Con 21 años, hizo la primera presentación en sociedad de su invento, todavía rudimentario, ayudado por su esposa y su cuñado, ilusionado y respaldado por inversores asombrados por este nuevo producto y por su capacidad de convicción. A partir de ahí todo fueron dificultades para Farnsworth y su intento de sacar adelante su producto y competir con las grandes compañías, que estaban investigando al mismo tiempo que él –Vladimir Zworkyn le seguía de cerca en sus investigaciones para la RCA—. Al final, el hambre de evolución tecnológica le absorbió; le fue relegando, primero, a un segundo plano, y le dejó, después, en el camino, abocándole al borde de la locura.

Se me ha ocurrido recuperar esta historia porque, señoras y señores, estoy harto de los anuncios de televisión, que nos conminan a consumir, consumir, consumir y consumir. El éxito individual, vienen a decir todos los anuncios, sea cual sea el producto, se encuentra en la capacidad de satisfacer una necesidad que se está creando artificialmente. Si nuestro amigo Philo, y otros cuantos, no se hubieran empeñado tanto en que ese invento viera la luz, quizá la publicidad tendría menos posibilidades de llegar con sus garras hasta nosotros. Además, ¿cómo ha contribuido la publicidad al desarrollo del ser humano? (Ojo, desarrollo en el sentido de ser agente de cambio para enriquecer a una especie.) Contesto yo: DE NINGUNA FORMA.

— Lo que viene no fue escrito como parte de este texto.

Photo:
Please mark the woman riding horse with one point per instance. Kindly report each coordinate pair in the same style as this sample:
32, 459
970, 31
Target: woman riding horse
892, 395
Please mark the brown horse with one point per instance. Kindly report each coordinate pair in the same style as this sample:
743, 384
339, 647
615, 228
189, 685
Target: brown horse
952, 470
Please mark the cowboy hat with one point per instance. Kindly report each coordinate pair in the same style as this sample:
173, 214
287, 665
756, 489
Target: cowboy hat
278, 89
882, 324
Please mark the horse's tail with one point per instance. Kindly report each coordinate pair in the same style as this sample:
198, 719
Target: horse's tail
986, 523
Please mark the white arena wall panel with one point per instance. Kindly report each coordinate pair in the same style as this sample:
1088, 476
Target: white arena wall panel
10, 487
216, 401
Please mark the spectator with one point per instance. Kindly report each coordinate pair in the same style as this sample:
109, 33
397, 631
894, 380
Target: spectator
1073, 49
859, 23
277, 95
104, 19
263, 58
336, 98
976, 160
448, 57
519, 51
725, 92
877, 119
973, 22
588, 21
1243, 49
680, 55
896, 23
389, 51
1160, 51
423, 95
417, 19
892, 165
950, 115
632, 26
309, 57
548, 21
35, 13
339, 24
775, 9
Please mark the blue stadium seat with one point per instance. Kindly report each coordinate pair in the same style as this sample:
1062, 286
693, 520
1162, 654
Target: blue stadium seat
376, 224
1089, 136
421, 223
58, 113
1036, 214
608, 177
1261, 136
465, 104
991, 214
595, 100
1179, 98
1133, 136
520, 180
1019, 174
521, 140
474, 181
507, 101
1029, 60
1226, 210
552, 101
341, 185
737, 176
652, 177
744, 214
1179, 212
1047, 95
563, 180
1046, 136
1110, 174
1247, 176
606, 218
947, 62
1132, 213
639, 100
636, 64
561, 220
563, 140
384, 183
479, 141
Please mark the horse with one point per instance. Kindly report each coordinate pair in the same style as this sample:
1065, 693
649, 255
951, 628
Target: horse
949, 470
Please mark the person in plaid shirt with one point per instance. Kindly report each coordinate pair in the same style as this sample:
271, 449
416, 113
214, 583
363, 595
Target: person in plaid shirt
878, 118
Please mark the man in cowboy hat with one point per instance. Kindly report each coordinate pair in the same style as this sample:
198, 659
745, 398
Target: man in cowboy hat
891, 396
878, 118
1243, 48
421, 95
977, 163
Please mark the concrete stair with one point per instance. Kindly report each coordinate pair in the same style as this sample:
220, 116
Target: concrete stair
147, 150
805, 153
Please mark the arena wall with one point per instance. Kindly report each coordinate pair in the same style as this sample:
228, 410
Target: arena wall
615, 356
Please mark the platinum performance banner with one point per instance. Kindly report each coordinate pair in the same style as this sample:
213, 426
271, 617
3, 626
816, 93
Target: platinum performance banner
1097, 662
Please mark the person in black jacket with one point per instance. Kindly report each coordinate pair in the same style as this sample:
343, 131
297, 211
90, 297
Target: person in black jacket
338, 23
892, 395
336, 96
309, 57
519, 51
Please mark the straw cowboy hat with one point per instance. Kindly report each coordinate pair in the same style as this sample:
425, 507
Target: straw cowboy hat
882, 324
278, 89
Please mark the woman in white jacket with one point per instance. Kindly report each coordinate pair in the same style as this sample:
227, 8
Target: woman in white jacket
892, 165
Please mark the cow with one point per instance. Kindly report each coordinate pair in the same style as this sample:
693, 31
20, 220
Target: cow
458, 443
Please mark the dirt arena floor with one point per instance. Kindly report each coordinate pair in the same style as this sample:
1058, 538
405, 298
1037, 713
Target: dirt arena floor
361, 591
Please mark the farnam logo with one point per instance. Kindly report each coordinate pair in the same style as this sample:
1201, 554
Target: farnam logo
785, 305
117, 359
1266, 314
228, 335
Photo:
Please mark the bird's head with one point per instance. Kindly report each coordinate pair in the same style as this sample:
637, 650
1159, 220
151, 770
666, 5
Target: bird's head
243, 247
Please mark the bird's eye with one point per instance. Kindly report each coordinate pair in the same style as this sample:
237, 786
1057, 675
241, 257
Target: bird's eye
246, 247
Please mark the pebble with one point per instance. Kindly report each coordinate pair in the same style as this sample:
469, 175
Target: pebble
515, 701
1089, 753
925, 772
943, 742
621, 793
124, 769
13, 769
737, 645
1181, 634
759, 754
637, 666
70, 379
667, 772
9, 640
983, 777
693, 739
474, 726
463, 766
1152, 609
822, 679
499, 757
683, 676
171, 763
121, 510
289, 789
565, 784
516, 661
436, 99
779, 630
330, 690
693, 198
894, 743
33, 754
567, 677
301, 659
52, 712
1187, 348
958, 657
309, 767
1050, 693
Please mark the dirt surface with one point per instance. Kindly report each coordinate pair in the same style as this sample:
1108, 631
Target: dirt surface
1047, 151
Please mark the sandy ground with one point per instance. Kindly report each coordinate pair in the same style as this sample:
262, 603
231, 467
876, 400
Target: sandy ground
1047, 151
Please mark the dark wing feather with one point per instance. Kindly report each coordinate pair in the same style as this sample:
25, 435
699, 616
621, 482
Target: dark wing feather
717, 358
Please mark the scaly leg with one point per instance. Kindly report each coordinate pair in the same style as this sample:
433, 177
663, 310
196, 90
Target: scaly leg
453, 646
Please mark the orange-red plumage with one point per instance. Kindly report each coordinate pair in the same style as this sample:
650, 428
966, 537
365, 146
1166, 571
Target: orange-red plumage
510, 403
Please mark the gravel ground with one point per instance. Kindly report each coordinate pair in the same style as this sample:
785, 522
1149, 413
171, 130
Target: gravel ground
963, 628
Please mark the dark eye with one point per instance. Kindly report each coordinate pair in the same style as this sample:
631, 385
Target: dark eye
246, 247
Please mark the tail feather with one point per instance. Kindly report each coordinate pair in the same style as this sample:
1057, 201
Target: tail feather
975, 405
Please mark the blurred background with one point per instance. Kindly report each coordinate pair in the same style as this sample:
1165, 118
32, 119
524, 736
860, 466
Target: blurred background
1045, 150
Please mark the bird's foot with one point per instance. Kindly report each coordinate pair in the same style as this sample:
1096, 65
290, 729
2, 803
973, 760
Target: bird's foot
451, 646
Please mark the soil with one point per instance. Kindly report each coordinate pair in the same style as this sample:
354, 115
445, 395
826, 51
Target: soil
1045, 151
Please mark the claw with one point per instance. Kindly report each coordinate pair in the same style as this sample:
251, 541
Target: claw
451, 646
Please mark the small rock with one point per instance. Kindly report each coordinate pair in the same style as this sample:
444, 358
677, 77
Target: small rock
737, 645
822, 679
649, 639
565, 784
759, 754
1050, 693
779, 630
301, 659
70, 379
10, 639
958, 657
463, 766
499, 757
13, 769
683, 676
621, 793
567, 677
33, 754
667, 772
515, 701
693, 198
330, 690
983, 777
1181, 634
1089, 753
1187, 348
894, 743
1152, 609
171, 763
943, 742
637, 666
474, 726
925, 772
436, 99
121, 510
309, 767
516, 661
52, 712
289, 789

¿Cómo se vivía sin anuncios? Porque antes de que se inventara la TV y se descubrieran sus infinitas posibilidades de alienar e ir conformando la personalidad de millones de consumidores ya había publicidad en otros formatos. Hace ya un par de años, con motivo de alguna celebración del diario ABC en Sevilla cuyo motivo no recuerdo, los simpáticos editores de esta cabecera centenaria recuperaron el primer número que apareció en las calles sevillanas (correspondiente al 12 de octubre de 1929; cada número suelto costaba 10 céntimos de peseta), prepararon un PDF y lo colgaron en Internet.

Obviamente, el periódico tenía anuncios, pero no eran agresivos, en el sentido de que una vez los habías leido no necesitabas una pomada para curar las almorranas para ser feliz. Alguno, incluso, era amable, agradable. “Adiós al verano”, rezaba un anuncio de Heno de Pravia. El dibujo de una mujer (vestida, un pelín asexuada, muy de la época), contaba cómo “ya se van los días soleados y tibios, dejando paso al frío y al viento, tan crueles ambos para los cutis delicados”. ¿Agresivo? Para nada. Visto que es imposible erradicar la publicidad (que permite que se vendan productos que dan muchos, muchos, muchos beneficios a unos señores y puestos de trabajo a la gran masa consumidora) no estaría mal una vuelta a esta publicidad. Hay cosas que no deberían evolucionar tanto.

Ahora, la publicidad taladra nuestras pobrecitas cabezas hasta el punto de intentar convencernos de que si no tomamos ésta o aquella crema anti-almorranas, no somos felices. Lo digo en serio. Desde hace semanas he visto anunciado en televisión un producto anti-almorranas mil veces y me he comprado la famosa crema. Lo más curioso de todo es que me la doy religiosamente... y, curiosamente, nunca he tenido almorranas. ¡Qué necesidades más raras crea la publicidad!